With rising antibiotic resistance and a growing number of immunocompromised patients, it is crucial to develop strategies that prevent infections at their source. A novel needle design may provide a straightforward and effective approach to reducing the risk of infections in TIVAPs, ultimately improving patient outcomes and reducing healthcare costs. A randomized controlled trial is needed to assess the clinical impact of the Forsvall Port needle design on TIVAP infections.
Footnotes
Acknowledgements
We would like to thank the patients and staff of the Surgical Department at Helsingborg Hospital and Ängelholm Hospital (Sweden), for their participation in this study, with special thanks to breast surgeon Tadas Mikalauskas. Writing assistance and images by Rebeca F. Cardoso, AdvanSci Research Solutions (Lund, Sweden). Production of the study setup technology by Edberg Innovation (Eslöv, Sweden).

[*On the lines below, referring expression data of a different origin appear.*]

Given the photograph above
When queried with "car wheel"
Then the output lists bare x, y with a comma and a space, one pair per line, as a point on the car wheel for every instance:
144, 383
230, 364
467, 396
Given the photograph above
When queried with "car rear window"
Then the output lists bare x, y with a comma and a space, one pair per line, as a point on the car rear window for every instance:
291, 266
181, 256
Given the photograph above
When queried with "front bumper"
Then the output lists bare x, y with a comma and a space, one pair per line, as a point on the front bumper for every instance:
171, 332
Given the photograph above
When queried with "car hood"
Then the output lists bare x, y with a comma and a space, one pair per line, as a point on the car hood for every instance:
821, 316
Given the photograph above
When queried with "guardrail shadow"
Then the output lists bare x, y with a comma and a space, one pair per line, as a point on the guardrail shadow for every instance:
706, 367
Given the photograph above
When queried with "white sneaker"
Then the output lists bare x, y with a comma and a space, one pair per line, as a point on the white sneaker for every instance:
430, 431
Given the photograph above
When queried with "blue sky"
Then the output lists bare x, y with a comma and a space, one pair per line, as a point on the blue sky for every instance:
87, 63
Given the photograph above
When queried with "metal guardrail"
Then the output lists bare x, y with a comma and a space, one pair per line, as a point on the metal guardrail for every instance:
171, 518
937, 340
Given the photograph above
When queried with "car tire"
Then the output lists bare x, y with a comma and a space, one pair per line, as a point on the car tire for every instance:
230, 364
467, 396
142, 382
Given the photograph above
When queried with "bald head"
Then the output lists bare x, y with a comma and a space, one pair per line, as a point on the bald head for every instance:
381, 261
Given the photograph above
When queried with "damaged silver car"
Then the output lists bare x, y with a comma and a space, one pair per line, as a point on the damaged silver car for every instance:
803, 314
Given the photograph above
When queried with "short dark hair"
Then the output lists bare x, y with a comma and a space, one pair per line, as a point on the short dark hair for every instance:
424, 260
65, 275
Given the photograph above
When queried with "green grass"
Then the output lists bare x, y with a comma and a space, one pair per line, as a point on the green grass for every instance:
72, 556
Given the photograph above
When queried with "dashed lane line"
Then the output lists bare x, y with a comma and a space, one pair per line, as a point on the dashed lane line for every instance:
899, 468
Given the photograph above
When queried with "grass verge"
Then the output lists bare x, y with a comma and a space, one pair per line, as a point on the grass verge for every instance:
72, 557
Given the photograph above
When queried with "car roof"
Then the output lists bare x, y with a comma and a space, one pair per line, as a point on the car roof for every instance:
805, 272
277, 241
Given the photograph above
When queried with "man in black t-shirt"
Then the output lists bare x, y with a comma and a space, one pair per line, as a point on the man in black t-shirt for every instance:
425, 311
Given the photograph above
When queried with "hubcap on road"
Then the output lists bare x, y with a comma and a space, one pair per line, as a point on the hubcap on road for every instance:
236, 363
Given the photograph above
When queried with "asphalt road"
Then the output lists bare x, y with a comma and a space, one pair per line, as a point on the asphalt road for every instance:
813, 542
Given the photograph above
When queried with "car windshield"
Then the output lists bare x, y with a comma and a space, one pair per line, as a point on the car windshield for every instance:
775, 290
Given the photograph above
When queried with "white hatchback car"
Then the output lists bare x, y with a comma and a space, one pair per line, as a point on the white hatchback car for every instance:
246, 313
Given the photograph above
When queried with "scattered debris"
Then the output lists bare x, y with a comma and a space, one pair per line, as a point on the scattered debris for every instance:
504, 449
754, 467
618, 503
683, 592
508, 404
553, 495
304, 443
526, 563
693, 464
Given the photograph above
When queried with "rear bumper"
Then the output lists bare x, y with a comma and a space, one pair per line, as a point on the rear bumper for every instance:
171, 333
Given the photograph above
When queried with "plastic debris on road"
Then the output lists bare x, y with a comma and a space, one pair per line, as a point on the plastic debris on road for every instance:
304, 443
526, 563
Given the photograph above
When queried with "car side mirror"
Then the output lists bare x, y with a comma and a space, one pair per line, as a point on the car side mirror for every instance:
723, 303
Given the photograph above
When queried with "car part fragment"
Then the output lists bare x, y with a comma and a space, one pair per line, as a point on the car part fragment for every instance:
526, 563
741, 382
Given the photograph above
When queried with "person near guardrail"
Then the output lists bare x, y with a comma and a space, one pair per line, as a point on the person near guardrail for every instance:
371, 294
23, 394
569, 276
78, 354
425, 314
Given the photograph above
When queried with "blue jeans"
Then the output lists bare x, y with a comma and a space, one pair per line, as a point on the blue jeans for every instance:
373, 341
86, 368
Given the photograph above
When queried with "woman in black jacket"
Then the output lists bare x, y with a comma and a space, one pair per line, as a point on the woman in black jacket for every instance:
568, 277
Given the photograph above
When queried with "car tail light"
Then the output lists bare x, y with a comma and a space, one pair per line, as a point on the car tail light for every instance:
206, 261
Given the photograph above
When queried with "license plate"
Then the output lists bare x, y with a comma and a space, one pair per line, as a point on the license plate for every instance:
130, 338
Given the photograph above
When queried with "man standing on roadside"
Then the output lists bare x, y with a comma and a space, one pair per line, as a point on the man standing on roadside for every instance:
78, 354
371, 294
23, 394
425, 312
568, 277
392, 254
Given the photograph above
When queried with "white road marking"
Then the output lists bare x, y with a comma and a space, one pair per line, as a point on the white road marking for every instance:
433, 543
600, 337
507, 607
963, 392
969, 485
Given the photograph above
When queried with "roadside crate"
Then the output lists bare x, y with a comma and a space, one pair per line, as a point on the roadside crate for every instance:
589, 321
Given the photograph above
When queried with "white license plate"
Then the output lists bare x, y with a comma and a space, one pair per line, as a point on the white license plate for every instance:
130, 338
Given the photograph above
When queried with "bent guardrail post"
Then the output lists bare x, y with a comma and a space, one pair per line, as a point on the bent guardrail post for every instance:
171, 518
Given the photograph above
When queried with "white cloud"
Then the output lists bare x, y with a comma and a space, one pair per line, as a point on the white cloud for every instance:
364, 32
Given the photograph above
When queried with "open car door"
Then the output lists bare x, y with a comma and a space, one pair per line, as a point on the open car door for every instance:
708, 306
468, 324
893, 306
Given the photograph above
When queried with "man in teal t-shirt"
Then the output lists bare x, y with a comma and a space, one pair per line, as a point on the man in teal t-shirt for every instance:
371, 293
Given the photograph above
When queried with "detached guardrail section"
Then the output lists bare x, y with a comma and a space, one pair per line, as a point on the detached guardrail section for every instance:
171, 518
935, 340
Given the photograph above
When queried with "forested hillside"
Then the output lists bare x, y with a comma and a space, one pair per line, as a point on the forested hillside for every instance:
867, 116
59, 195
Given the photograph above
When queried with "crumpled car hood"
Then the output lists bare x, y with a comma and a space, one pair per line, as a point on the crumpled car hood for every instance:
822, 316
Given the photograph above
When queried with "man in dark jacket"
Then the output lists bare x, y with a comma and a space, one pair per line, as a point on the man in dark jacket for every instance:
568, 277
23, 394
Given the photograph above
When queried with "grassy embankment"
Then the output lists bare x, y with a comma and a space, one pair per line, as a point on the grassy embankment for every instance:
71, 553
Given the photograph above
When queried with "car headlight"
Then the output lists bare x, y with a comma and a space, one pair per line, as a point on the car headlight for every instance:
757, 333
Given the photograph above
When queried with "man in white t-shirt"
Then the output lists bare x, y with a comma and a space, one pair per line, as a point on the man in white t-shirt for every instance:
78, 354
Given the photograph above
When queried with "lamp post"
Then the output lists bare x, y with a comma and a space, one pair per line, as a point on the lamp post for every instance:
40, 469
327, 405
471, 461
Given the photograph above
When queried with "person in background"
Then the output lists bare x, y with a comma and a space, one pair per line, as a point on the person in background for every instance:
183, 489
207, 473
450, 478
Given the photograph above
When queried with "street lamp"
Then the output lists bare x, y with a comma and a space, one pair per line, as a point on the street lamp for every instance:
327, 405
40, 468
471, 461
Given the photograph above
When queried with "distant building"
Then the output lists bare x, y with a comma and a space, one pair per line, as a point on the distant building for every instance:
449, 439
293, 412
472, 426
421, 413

Declaration of conflicting interests
The authors declared the following potential conflicts of interest with respect to the research, authorship, and/or publication of this article: Andreas Forsvall is listed as an inventor on patent applications for the Forsvall Port needle and is the founder and part-owner of Xaga Surgical, which holds the patent applications.
Funding
The authors disclosed receipt of the following financial support for the research, authorship, and/or publication of this article: This study was funded by The Gorthon Foundation (Helsingborg, Sweden), Thelma Zoégas Fund (Helsingborg, Sweden), and the Royal Physiographic Society (Lund, Sweden). Håkan Pärsson was funded by Region Kalmar (Kalmar, Sweden).
Ethical approval
The Swedish Ethical Review Authority approved this study on October 5, 2020 (Number: 2020-03956).
Informed consent
Written informed consent for inclusion in this research was obtained from the patients prior to surgery.